User:LA2/Extraktor

From Meta, a Wikimedia project coordination wiki
Jump to: navigation, search

Extraktor is a Perl script that parses a Wikipedia pages-articles.xml dump, such as can be downloaded from http://download.wikimedia.org/ (the archive most mirror sites will probably want), and outputs an index of all template call parameters.
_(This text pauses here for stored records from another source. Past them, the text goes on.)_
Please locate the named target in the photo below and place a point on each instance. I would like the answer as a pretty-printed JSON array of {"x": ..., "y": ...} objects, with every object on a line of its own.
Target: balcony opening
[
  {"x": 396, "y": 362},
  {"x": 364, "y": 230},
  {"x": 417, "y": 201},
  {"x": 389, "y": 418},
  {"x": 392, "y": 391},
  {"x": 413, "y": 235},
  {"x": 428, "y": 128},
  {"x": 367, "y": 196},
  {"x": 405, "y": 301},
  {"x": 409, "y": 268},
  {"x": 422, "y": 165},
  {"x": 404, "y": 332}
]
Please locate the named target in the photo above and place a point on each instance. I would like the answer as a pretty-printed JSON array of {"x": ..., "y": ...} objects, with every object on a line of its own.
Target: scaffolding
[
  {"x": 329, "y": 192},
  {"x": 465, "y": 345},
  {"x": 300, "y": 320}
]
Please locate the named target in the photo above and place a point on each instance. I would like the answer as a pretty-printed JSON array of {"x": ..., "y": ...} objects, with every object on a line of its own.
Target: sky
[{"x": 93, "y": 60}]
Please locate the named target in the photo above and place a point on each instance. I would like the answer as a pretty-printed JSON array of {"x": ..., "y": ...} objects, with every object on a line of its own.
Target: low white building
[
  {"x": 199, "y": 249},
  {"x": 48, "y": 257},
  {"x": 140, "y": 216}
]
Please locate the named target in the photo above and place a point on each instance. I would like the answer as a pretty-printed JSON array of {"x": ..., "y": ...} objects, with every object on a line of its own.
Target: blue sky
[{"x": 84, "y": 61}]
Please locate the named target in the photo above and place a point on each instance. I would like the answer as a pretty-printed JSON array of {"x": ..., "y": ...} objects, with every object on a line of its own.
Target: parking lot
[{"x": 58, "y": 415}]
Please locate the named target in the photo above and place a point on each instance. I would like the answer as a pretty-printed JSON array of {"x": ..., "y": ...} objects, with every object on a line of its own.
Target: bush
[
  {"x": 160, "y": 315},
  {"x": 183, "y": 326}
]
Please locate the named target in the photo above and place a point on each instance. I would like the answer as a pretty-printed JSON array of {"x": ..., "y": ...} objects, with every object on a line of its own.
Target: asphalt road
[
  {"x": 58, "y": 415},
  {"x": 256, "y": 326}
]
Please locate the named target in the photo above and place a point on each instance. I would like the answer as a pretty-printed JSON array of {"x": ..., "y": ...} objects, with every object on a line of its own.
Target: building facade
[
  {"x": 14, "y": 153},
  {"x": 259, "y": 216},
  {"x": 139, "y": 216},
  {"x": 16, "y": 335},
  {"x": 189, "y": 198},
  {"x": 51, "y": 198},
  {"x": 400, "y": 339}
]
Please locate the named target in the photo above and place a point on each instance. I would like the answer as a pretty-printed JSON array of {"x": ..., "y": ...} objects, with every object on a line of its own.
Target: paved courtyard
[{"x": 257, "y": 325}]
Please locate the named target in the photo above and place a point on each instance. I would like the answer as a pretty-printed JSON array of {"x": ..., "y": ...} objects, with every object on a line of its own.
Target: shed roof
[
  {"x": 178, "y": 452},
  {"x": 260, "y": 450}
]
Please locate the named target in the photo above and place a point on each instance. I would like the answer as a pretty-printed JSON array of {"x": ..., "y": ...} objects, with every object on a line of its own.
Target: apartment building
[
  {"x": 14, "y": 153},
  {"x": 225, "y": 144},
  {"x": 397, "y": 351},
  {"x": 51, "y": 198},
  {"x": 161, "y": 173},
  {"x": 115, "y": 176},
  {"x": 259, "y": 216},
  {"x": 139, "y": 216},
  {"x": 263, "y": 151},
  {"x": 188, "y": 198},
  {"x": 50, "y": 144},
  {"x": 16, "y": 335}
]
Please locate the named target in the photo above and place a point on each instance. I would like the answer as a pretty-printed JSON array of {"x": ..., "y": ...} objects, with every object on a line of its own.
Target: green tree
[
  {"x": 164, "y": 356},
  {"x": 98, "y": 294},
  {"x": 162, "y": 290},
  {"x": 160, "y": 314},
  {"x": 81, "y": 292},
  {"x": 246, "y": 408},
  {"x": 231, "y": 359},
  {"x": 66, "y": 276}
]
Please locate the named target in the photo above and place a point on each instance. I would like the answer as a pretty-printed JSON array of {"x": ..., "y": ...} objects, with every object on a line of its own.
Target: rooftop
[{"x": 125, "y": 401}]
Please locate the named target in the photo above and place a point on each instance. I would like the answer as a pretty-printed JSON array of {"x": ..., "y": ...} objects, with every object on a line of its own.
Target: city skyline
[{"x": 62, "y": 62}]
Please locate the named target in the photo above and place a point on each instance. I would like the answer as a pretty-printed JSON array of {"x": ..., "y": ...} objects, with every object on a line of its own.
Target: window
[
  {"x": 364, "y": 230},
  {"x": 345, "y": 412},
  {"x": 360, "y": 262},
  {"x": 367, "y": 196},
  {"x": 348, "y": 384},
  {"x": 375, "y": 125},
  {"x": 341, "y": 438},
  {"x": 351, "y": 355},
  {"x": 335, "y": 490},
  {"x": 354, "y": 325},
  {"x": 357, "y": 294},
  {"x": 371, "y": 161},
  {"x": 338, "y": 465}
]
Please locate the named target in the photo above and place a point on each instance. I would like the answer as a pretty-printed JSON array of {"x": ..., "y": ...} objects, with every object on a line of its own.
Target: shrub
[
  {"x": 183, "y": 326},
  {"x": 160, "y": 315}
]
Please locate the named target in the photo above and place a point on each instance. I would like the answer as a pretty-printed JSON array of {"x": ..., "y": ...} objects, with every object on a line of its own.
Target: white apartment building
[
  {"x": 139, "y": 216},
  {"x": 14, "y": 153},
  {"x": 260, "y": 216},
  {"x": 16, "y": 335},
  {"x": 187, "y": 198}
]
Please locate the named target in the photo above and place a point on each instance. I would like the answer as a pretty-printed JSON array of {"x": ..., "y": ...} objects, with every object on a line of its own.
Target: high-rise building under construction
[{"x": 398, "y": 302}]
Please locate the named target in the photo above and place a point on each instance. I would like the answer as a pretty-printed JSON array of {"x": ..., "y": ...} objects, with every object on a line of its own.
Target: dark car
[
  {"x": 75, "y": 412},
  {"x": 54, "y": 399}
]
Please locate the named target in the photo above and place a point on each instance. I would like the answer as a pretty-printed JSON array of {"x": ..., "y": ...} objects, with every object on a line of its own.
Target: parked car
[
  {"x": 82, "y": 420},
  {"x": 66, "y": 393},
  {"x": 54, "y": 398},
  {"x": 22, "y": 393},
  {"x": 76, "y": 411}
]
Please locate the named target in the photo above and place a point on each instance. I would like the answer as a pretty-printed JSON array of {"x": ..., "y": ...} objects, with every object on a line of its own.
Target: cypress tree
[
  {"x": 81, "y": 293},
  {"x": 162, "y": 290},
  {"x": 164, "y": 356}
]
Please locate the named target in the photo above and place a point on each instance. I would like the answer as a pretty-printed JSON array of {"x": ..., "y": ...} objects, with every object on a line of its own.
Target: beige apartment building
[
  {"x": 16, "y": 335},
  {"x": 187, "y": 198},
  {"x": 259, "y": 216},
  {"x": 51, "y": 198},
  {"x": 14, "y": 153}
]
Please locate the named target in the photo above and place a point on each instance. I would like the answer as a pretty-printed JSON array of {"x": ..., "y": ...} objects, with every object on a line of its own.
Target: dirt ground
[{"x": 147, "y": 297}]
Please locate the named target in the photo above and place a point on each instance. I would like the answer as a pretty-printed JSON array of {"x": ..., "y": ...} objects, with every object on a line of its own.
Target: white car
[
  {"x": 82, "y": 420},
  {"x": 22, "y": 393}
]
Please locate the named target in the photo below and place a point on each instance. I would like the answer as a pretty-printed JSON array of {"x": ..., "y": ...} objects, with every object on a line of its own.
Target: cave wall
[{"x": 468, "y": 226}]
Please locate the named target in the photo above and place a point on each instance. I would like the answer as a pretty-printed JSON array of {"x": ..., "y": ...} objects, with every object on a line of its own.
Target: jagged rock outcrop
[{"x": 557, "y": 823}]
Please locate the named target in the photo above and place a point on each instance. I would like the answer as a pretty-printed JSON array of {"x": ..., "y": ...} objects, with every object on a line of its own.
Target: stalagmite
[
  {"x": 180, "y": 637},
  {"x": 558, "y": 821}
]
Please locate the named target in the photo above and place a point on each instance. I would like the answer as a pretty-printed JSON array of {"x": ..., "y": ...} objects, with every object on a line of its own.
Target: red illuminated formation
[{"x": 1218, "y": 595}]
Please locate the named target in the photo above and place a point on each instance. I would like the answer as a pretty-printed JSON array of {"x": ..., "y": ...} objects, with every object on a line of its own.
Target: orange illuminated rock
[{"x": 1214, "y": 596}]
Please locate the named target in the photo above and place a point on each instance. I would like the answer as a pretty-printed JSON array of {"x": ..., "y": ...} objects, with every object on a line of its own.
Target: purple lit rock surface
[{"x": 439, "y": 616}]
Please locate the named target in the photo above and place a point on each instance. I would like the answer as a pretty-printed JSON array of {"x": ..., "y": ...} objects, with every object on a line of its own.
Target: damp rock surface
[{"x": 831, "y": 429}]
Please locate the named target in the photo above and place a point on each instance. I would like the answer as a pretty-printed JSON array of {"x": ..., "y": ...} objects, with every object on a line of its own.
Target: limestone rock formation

This was first suggested by LA2 in August 2005 on talk:Wikidata as "a minimalist approach", and the script was written one year later.

History[edit]

Usage[edit]

For example, the article en:Ophir, Alaska contains this text:

{{otherusesof|Ophir}}
 '''Ophir''' is an unincorporated area located
 at {{coor dms|63|08|41|N|156|31|10|W|}}

Copy the source code below and save as extraktor.pl, then apply to the uncompressed XML dump like this:

perl extraktor.pl <enwiki-20060816-pages-articles.xml >enwiki.parameters

For the page above, this script should produce the following output:

Otherusesof|Ophir, Alaska|1|1|Ophir
Coor dms|Ophir, Alaska|2|1|63
Coor dms|Ophir, Alaska|2|2|08
Coor dms|Ophir, Alaska|2|3|41
Coor dms|Ophir, Alaska|2|4|N
Coor dms|Ophir, Alaska|2|5|156
Coor dms|Ophir, Alaska|2|6|31
Coor dms|Ophir, Alaska|2|7|10
Coor dms|Ophir, Alaska|2|8|W
Coor dms|Ophir, Alaska|2|9|

In this simple case, there are only position parameters without names, and no advanced syntax. The output is line-oriented with the vertical bar (|) as field separator. Each line has three or five fields.
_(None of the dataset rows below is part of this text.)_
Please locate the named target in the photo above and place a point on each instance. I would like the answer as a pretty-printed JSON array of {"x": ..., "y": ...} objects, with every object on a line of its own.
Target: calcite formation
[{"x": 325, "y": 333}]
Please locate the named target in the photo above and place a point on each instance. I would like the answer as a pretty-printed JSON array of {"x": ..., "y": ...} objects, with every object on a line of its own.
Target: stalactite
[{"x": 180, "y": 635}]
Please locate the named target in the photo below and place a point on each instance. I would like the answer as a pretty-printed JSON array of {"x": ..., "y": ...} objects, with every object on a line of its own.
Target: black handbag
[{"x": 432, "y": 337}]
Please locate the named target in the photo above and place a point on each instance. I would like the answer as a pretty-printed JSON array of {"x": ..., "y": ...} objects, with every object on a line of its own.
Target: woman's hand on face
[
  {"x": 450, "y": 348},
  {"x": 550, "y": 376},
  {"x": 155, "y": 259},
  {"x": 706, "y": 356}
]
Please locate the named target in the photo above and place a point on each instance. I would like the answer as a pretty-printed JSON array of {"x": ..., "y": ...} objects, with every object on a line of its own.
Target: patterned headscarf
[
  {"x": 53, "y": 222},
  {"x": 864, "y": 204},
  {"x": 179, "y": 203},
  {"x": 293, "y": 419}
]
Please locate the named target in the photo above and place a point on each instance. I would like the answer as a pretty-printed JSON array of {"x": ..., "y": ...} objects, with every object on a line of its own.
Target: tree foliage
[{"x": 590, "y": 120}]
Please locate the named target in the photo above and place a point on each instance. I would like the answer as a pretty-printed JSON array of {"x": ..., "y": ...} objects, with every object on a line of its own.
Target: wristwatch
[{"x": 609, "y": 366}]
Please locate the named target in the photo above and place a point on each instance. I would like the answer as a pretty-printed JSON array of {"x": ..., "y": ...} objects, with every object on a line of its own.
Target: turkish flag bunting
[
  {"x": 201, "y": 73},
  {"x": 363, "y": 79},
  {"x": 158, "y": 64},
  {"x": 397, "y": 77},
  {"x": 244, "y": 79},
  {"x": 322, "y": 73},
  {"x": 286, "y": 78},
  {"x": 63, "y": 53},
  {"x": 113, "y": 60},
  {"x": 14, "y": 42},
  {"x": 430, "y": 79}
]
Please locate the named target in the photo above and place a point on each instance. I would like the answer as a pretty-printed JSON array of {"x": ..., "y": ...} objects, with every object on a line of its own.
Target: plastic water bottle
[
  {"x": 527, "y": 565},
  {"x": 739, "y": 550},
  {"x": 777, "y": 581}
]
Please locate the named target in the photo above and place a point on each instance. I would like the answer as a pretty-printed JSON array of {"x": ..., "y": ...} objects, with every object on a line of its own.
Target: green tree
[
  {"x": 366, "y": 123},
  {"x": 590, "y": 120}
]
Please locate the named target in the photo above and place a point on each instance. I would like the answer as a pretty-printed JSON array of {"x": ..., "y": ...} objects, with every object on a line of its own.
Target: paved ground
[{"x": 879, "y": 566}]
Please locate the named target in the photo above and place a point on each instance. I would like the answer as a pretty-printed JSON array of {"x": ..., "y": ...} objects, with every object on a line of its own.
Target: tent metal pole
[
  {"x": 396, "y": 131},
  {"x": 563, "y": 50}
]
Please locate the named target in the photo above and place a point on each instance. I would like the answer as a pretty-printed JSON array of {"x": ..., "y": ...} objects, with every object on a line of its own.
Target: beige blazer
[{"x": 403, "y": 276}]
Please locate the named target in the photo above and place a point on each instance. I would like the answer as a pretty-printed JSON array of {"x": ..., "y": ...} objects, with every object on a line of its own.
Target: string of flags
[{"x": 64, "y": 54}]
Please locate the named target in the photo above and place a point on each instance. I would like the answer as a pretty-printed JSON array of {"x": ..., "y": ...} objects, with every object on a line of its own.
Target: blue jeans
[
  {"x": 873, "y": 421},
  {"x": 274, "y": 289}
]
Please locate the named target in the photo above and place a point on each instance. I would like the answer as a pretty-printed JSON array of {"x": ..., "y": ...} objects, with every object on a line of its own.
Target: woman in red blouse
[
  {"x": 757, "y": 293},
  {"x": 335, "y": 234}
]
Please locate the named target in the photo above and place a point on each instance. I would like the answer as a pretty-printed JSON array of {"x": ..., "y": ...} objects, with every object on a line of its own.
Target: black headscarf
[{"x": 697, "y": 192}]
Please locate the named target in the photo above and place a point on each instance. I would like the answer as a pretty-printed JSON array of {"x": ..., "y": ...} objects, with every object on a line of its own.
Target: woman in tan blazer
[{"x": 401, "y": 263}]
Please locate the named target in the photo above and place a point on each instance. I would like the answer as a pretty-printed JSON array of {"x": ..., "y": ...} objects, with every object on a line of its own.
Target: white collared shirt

  1. The first field is the name of the called template.
  2. The second field is the name of the page from where the template was called.
  3. The third field is a sequence number of this call within the page.
  4. The fourth field is the name (where applicable) or positional number of a parameter in this call.
  5. The fifth field is the value of this parameter in this call.
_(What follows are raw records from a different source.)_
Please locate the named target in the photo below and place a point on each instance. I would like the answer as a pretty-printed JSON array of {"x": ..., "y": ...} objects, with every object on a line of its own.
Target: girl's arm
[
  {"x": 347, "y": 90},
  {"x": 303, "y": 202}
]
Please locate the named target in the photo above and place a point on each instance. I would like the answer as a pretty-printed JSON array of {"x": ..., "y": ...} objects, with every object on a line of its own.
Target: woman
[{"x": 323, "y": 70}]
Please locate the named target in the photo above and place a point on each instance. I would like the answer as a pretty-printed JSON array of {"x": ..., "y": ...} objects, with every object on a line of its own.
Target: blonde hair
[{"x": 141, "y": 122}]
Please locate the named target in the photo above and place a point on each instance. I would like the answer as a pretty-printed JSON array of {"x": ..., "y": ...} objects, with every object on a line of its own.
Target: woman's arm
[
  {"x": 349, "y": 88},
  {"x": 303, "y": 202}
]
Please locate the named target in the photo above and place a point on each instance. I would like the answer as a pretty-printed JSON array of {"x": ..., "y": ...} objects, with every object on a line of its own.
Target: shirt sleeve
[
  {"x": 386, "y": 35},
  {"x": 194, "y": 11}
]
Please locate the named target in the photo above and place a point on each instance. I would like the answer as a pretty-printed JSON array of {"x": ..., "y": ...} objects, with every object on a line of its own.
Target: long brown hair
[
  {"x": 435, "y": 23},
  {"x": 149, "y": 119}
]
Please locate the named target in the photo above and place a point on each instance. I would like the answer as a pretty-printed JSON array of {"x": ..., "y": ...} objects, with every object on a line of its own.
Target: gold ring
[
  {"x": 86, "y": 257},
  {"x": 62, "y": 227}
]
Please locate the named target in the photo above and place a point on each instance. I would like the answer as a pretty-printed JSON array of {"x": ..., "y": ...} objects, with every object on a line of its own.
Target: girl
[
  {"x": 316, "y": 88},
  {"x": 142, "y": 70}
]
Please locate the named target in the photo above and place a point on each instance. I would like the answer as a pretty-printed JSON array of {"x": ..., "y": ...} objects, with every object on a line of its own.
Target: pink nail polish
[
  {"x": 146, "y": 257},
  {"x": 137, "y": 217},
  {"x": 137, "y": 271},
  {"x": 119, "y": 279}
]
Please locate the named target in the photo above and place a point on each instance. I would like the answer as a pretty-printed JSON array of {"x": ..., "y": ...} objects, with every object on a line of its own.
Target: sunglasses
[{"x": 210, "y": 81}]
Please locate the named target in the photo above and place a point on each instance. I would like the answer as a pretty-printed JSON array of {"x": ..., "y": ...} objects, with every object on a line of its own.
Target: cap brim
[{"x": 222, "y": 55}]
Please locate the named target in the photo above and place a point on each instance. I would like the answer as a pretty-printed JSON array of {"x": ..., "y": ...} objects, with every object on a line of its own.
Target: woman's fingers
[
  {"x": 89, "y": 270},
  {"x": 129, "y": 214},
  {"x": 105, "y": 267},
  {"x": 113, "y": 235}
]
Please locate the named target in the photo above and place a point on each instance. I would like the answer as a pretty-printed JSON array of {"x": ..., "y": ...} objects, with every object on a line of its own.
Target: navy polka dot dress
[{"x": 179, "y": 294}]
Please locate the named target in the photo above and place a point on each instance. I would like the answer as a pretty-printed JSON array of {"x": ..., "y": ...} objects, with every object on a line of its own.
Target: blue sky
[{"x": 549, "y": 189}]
For template calls without parameters, e.g. {{stub}}, fields 4 and 5 are left out.

Disclaimer[edit]

This simple script doesn't really parse wikimarkup. It only applies some ad-hoc regular expression substitutions. (Note: this is also what the actual MediaWiki "parser" does!) For practical reasons, some difficult syntax such as <math> is simply replaced with the placeholder $math. These placeholders use Perl-like syntax such as $PAGENAME, $(14), [[link $! linktext]] and @(Taxobox:2).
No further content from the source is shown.